New Caledonian crows are known for their ability to craft plant branches into crochet-like hooks to help them snag insects, but experience may make them lazy, researchers said Thursday.
The wisest and oldest crows tend to take shortcuts, employing a quick and dirty method rather than the most careful beak-driven approach employed by younger crows.
According to the study in the journal Current Biology, juvenile crows tended to make controlled cuts to plants and sticks using their bills, resulting in much deeper hooks.
Older birds often used the sloppier method of simply pulling off branches, leading to shallower hooks.
"I suspect that there are costs associated with making tools that have really deep hooks, and that experienced adults may be avoiding these costs," lead author Christian Rutz, a biology professor at the University of St. Andrews, told AFP.

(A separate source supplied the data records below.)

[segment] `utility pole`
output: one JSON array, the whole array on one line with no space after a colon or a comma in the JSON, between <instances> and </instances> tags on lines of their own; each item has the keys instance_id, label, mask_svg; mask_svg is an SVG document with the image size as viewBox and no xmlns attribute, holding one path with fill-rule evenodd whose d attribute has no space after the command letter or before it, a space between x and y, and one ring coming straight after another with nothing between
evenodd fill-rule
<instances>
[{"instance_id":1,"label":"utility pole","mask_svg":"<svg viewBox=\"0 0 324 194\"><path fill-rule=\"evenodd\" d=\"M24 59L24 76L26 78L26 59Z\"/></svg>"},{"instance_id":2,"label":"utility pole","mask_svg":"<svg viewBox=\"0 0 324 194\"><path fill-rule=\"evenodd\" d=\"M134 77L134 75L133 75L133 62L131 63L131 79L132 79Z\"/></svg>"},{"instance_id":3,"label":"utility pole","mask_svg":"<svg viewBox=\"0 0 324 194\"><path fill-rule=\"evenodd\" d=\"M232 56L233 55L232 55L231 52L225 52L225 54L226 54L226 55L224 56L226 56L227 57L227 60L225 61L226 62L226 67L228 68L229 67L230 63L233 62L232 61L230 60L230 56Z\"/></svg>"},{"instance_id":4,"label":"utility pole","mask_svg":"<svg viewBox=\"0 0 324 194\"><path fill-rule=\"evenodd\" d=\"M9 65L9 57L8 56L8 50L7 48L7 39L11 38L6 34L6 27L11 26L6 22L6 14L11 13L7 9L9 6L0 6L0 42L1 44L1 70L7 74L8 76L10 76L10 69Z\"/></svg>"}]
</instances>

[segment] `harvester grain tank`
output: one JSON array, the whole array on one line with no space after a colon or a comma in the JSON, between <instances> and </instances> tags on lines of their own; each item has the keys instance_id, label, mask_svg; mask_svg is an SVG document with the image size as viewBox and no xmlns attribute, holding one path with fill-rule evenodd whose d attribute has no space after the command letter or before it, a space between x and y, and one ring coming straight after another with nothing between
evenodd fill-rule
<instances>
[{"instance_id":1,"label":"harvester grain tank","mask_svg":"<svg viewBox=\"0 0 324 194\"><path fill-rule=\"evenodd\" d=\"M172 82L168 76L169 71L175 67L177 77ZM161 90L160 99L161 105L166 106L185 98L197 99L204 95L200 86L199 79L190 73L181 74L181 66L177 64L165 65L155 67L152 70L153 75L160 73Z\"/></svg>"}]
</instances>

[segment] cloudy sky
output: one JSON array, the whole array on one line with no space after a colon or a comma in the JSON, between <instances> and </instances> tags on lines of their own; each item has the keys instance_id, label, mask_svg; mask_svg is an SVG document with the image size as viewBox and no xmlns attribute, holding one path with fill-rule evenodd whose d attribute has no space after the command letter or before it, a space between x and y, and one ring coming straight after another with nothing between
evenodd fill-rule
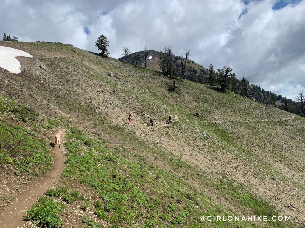
<instances>
[{"instance_id":1,"label":"cloudy sky","mask_svg":"<svg viewBox=\"0 0 305 228\"><path fill-rule=\"evenodd\" d=\"M20 40L61 42L110 56L165 45L207 67L294 98L305 88L305 1L301 0L0 0L0 33Z\"/></svg>"}]
</instances>

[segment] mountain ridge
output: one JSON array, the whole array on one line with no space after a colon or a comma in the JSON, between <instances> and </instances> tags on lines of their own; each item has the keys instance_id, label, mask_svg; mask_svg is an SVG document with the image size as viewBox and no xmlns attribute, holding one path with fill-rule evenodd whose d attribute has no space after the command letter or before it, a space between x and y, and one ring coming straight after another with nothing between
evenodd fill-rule
<instances>
[{"instance_id":1,"label":"mountain ridge","mask_svg":"<svg viewBox=\"0 0 305 228\"><path fill-rule=\"evenodd\" d=\"M67 129L67 166L45 196L64 206L56 215L64 227L302 227L304 118L178 77L172 92L173 78L71 46L0 44L33 57L17 57L20 74L0 68L1 138L13 141L18 129L52 154L49 136ZM29 119L27 110L38 116ZM125 124L131 113L131 124ZM167 124L170 115L178 121ZM19 179L30 181L48 170L40 157L0 149L5 208L9 199L18 201ZM28 184L18 184L26 191ZM200 220L251 215L293 219Z\"/></svg>"}]
</instances>

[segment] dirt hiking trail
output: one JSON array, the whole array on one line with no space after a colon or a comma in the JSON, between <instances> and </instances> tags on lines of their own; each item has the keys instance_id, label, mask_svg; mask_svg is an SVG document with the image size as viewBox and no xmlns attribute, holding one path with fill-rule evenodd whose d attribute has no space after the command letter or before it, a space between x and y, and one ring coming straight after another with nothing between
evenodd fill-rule
<instances>
[{"instance_id":1,"label":"dirt hiking trail","mask_svg":"<svg viewBox=\"0 0 305 228\"><path fill-rule=\"evenodd\" d=\"M62 142L65 130L59 130L63 132L61 136ZM47 190L52 188L61 176L65 167L66 158L64 155L63 145L62 143L60 148L52 148L55 153L55 157L53 159L54 164L53 169L41 179L31 184L28 189L21 193L12 202L11 204L2 211L0 214L0 227L21 228L23 227L25 223L23 220L23 217L26 214L27 210L32 207L38 199L43 195Z\"/></svg>"},{"instance_id":2,"label":"dirt hiking trail","mask_svg":"<svg viewBox=\"0 0 305 228\"><path fill-rule=\"evenodd\" d=\"M231 121L235 121L237 122L242 122L244 123L248 123L249 122L254 122L256 121L282 121L284 120L287 120L288 119L293 119L294 118L295 118L297 117L296 116L292 116L292 117L287 117L287 118L284 118L283 119L271 119L271 120L268 120L268 119L253 119L250 120L203 120L203 121L199 121L198 122L196 122L196 123L207 123L207 122L211 122L213 123L226 123L227 122L230 122Z\"/></svg>"}]
</instances>

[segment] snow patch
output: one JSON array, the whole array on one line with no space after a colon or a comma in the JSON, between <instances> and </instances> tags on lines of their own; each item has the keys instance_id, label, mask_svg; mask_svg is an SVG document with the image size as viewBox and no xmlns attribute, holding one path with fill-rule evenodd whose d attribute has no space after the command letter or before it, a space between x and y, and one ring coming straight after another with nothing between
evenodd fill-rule
<instances>
[{"instance_id":1,"label":"snow patch","mask_svg":"<svg viewBox=\"0 0 305 228\"><path fill-rule=\"evenodd\" d=\"M20 63L15 58L17 56L33 57L25 51L11 47L0 46L0 67L11 73L21 73Z\"/></svg>"}]
</instances>

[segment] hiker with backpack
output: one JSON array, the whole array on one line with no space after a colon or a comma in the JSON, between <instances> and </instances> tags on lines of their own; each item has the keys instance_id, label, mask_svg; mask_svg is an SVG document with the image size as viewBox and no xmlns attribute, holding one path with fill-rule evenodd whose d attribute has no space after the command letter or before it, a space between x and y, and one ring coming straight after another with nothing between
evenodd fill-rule
<instances>
[{"instance_id":1,"label":"hiker with backpack","mask_svg":"<svg viewBox=\"0 0 305 228\"><path fill-rule=\"evenodd\" d=\"M129 113L129 116L128 117L128 121L129 122L129 124L130 124L131 123L131 116L132 115L131 113Z\"/></svg>"}]
</instances>

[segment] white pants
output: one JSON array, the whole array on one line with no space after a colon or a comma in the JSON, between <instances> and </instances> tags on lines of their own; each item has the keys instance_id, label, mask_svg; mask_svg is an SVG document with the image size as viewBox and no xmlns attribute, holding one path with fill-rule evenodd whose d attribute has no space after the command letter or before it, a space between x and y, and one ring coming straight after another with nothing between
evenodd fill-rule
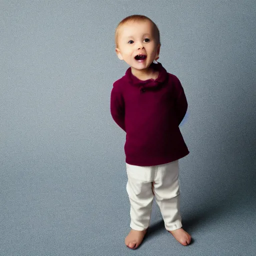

"This could include the extra time and effort that may be required for making deep hooks."
Even though deep hooks tended to help crows get insects out of holes faster, they might not be best in all foraging contexts.
"For example, they may break more easily if they are being inserted into very tight holes or narrow crevices," Rutz explained.
Scientists have marveled for years at the unusual ability of these specific crows -- native to France's South Pacific territory of New Caledonia -- when it comes to tool-making.
Although dolphins, elephants, chimpanzees and other birds have been found to use tools, making hooks is a realm of its own.
"From all we know it's only New Caledonian crows and humans that craft hooked tools in the wild," said Rutz.
"Hook innovation marks a major transition in human technological evolution, so these crows offer fantastic opportunities to examine how such tool designs may arise, and how technologies may gradually advance further."